Published Online: 02 Apr 2022
Volume & Issue: Volume 76 (2022) - Issue 1 (January 2022)
Page range: 97 - 103
Received: 20 Apr 2021
Accepted: 23 Sep 2021
Journal Details
License
Format
Journal
eISSN
1732-2693
First Published
20 Dec 2021
Publication timeframe
1 time per year
Languages
English
Abstract Introduction

P-element induced wimpy testis-like 2 (Piwil2) is in the Piwi gene family. Piwil2 has important roles in the self-renewal mechanism of stem cell induction and progression of numerous types of human malignancies such as lung, breast, colon, prostate, and cervical cancers. Glutathione S-transferase (GST) acts as detoxification in cancer metabolism. This study aimed to investigate the effects of the stem cell protein Piwil2 on MCF10A and MCF-7 at the GST activity levels.

Materials/Methods

MCF-7/Piwil2 and MCF10A/Piwil2, transfected with a plasmid carrying the Piwil2 gene, and non-transfected MCF-7 and MCF10A were cultured in a complete DMEM/F12 medium. GST A1 and P1 activity was determined in these cell lines using as substrates CDNB, EA respectively.

Results

According to experimental results, GST P1 activity decreased in the MCF-7/Piwil2 cells as compared with the non-transfected MCF-7 cells, however, MCF-7/Piwil2 cells demonstrated increases in GST A1 (total GST) activity. The statistically significant differences were found for the comparison of non-transfected MCF-7 and MCF-7/Piwil2 (p<0,0001), for GST enzyme activities by using CDNB and EA as substrates. These results were the same for the MCF10A cell line.

Discussion

It is shown for the first time that transfection studies may affect GST activity at the cellular mechanism level. The study contributes to determining the effect of transfection on GST isoenzymes and also how the Piwil2 gene may affect GST activity in the stem cell line.

Keywords

Introduction

The glutathione S-transferase supergene family (GST; EC 2.5.1.18) is part of the group of multipurpose enzymes that provide cellular enzyme protection against endogenous and exogenous chemicals. The conjugation activity of GST mediates the detoxification reaction. This detoxification potential can be increased by GSH and xenobiotic-induced by its production.

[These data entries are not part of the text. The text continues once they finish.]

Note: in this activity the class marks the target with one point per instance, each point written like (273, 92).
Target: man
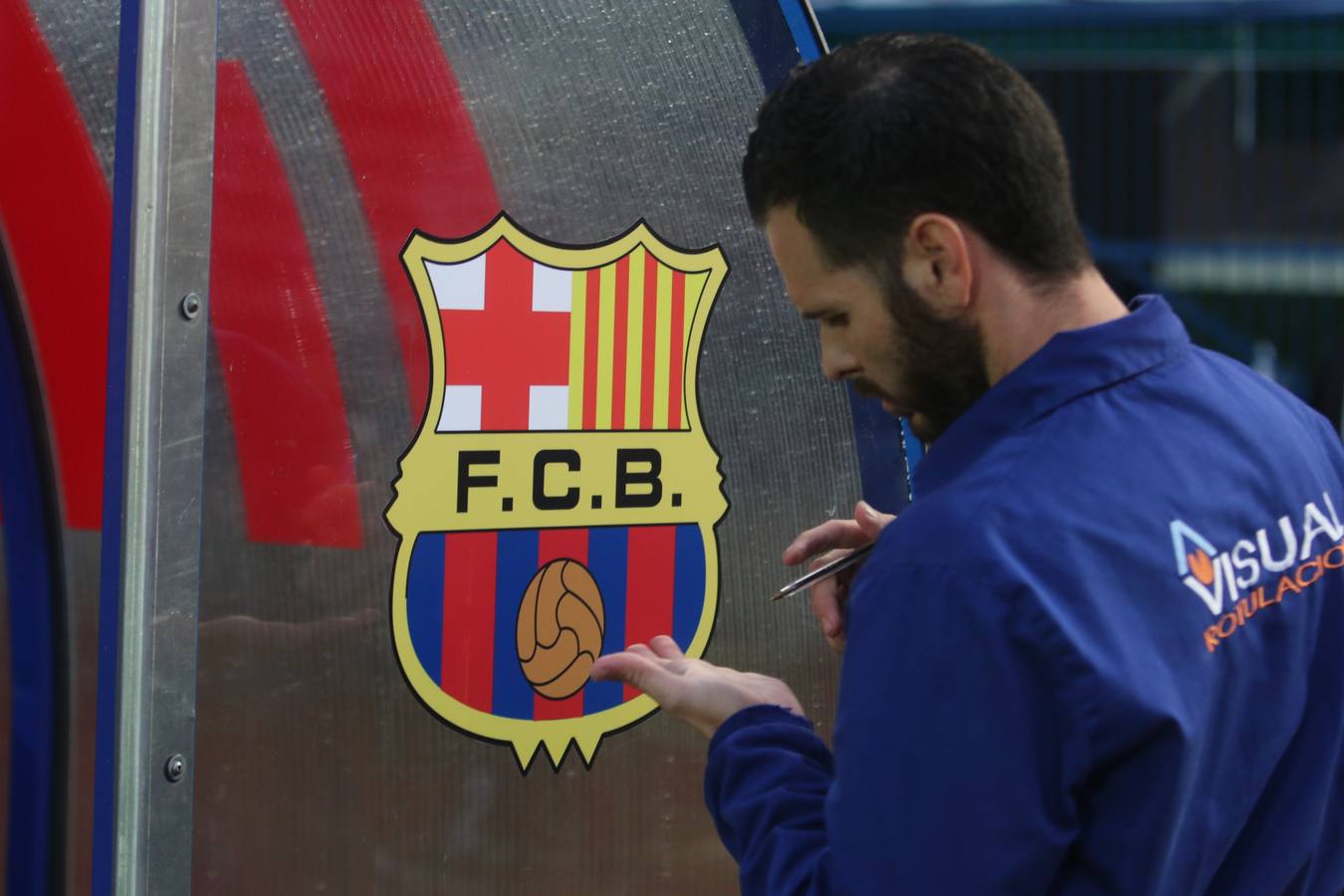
(1101, 650)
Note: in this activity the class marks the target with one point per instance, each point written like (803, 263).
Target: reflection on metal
(560, 497)
(342, 125)
(163, 441)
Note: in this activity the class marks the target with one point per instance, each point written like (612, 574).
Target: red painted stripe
(553, 545)
(590, 360)
(651, 573)
(295, 457)
(413, 150)
(651, 310)
(56, 223)
(622, 300)
(468, 668)
(676, 349)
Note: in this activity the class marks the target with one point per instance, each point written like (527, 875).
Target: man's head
(886, 173)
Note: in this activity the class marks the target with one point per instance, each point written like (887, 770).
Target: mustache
(867, 387)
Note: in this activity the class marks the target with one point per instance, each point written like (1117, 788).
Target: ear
(938, 264)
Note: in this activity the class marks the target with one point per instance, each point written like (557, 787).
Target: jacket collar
(1071, 364)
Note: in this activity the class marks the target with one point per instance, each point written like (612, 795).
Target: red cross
(506, 346)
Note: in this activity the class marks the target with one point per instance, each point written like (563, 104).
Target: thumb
(870, 520)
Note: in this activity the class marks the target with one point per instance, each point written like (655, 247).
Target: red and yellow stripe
(629, 332)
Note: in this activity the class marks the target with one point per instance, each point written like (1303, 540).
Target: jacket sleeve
(957, 753)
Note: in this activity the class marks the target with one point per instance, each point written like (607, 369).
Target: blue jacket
(1101, 653)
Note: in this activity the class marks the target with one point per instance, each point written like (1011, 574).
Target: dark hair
(889, 127)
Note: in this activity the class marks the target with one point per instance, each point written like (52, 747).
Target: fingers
(832, 534)
(640, 669)
(826, 596)
(665, 648)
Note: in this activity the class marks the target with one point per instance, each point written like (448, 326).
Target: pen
(822, 572)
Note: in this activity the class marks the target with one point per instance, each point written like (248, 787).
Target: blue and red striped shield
(560, 496)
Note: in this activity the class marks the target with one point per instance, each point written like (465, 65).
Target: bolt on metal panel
(163, 435)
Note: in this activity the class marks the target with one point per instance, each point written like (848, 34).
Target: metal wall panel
(318, 769)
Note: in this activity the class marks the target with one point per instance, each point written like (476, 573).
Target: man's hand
(832, 541)
(694, 691)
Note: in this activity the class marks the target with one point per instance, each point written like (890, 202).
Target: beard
(941, 361)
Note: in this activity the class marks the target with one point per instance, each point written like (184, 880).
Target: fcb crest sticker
(560, 496)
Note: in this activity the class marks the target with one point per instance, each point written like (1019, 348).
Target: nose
(837, 362)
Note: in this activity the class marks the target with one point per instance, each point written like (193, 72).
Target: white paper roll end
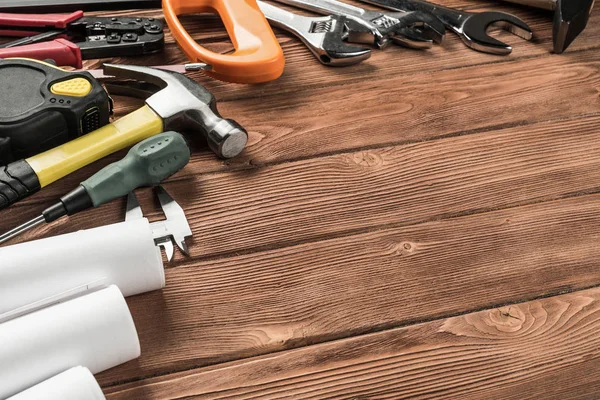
(75, 384)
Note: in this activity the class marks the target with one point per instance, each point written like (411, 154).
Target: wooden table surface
(423, 225)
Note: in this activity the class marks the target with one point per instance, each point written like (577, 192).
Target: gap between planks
(217, 311)
(531, 346)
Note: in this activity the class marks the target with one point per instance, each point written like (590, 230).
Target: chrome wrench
(470, 27)
(324, 36)
(379, 28)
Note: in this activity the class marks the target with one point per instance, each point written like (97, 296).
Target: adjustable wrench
(378, 28)
(471, 27)
(324, 36)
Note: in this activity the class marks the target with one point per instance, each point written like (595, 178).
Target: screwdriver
(146, 164)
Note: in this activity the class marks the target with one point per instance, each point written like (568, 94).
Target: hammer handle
(22, 178)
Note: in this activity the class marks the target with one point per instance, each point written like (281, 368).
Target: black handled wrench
(378, 28)
(570, 18)
(471, 27)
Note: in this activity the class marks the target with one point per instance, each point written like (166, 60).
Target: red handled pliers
(70, 38)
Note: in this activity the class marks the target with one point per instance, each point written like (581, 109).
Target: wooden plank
(220, 310)
(546, 349)
(428, 107)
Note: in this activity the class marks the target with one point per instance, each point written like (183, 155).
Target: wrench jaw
(474, 31)
(422, 30)
(336, 53)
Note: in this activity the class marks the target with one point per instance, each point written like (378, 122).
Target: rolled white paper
(75, 384)
(123, 254)
(95, 331)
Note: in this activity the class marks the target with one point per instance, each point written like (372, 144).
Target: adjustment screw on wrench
(323, 36)
(470, 27)
(377, 28)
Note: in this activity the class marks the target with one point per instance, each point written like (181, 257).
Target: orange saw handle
(257, 57)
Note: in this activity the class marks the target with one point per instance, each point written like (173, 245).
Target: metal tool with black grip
(147, 164)
(42, 107)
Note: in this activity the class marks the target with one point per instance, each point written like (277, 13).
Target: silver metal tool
(471, 27)
(570, 18)
(324, 36)
(175, 228)
(379, 28)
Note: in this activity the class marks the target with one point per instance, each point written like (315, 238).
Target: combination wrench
(470, 27)
(324, 36)
(379, 28)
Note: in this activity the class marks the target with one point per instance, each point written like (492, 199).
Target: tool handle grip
(257, 57)
(17, 181)
(147, 164)
(63, 52)
(57, 21)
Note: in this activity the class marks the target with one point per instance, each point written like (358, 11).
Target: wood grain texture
(423, 107)
(410, 188)
(220, 310)
(522, 351)
(319, 91)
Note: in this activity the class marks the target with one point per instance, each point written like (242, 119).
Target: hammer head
(570, 19)
(185, 105)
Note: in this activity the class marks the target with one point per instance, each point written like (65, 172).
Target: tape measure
(43, 106)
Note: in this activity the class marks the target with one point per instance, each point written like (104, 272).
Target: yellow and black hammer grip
(25, 177)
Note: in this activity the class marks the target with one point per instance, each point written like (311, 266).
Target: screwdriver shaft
(22, 228)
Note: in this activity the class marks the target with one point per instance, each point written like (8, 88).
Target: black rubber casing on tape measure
(33, 119)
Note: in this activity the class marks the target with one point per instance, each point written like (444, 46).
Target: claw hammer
(181, 104)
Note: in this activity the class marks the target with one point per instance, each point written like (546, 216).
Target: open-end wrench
(324, 36)
(471, 27)
(379, 28)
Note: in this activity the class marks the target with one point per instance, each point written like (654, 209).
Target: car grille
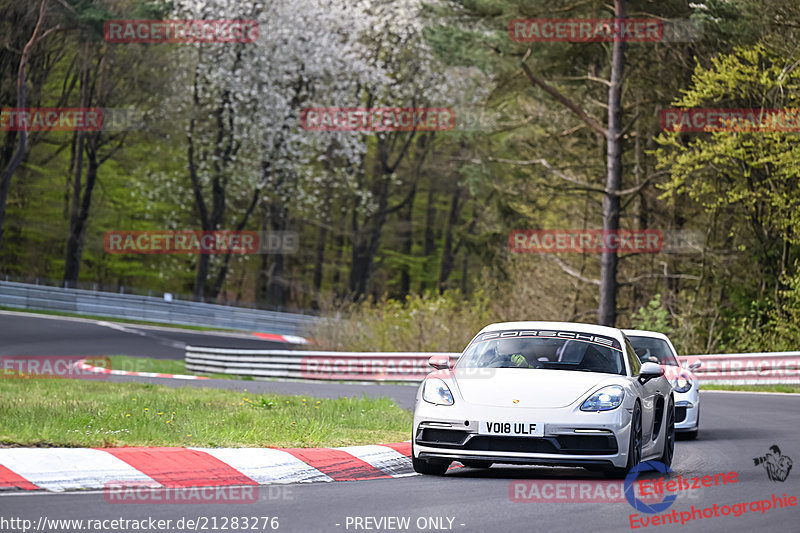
(441, 437)
(563, 444)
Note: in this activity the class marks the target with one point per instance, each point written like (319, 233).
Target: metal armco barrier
(748, 368)
(744, 369)
(320, 365)
(113, 305)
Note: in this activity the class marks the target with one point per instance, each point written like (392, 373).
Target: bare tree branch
(572, 272)
(566, 102)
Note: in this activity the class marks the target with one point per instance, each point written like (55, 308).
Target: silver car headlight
(437, 392)
(605, 399)
(682, 384)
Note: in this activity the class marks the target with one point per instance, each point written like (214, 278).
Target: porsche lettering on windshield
(545, 349)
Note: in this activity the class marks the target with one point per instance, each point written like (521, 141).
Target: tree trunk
(79, 223)
(319, 263)
(607, 312)
(447, 253)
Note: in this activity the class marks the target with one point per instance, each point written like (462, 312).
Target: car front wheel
(634, 445)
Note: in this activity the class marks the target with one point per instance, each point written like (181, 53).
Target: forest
(410, 230)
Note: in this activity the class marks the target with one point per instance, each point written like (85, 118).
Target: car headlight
(437, 392)
(605, 399)
(681, 384)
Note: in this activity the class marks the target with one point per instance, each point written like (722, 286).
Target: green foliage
(89, 413)
(652, 317)
(426, 322)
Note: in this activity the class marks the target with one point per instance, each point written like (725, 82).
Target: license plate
(511, 429)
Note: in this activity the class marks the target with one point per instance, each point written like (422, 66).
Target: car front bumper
(570, 437)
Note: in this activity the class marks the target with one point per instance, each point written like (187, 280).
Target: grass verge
(84, 413)
(160, 366)
(754, 388)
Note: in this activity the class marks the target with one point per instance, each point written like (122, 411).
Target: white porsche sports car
(548, 393)
(656, 347)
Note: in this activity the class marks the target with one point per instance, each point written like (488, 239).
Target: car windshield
(544, 350)
(653, 350)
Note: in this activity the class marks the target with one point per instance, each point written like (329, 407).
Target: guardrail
(319, 365)
(113, 305)
(745, 369)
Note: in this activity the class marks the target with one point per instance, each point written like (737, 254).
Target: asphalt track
(735, 428)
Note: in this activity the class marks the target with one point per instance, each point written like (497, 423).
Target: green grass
(754, 388)
(119, 320)
(97, 413)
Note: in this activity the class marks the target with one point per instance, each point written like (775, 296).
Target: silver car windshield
(652, 350)
(534, 352)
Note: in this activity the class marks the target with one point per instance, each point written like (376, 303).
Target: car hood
(505, 387)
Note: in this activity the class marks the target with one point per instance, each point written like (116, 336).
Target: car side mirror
(650, 371)
(440, 362)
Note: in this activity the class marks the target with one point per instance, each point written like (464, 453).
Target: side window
(633, 359)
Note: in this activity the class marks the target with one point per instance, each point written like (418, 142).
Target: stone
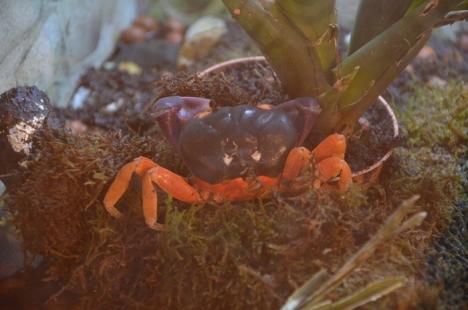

In eukaryotic and prokaryotic organisms, GSTs are divided into cytosolic GST, mitochondrial GST, and microsomal GSTs [1]. GST isoenzymes synthesized from human tissues consist of Alpha (α), Mu (µ), Pi (π), Sigma (σ), Theta (θ), Kappa (κ), Omega (ω) and Zeta (ζ) gene families. Each of the gene families’ GSTs differ in substrate and inhibitor specificity patterns. Cytosolic GST consists of a large number of protein subunits. These proteins are encoded by different genes: GST a (GST A1, A2, A3, A4, GST 9.9 and GST x), GST l (GST M1, M2, M3, M4, and M5), GST p (GST P1), GST h (GST T1 and T2) [2]. All GST classes are structurally different from each other. However, the common feature of these GST classes is to reduce the pKa of the GSH’s tiol group from 9.0 to 6.0 to 6.9. Thus, it strengthens the nucleophilic attack of GSH against electrophilic co-substrates [3].

GSTs metabolize the side effects of cancer chemotherapy drugs, insecticides, herbicides, and by-products of oxidative stress. They are also of interest to pharmacologists and toxicologists as they provide targets for anti-asthma and anti-tumour drug therapies. Excessive GST activity in human cancer cells has been associated with the ability to fight chemotherapy drugs and carcinogens [2].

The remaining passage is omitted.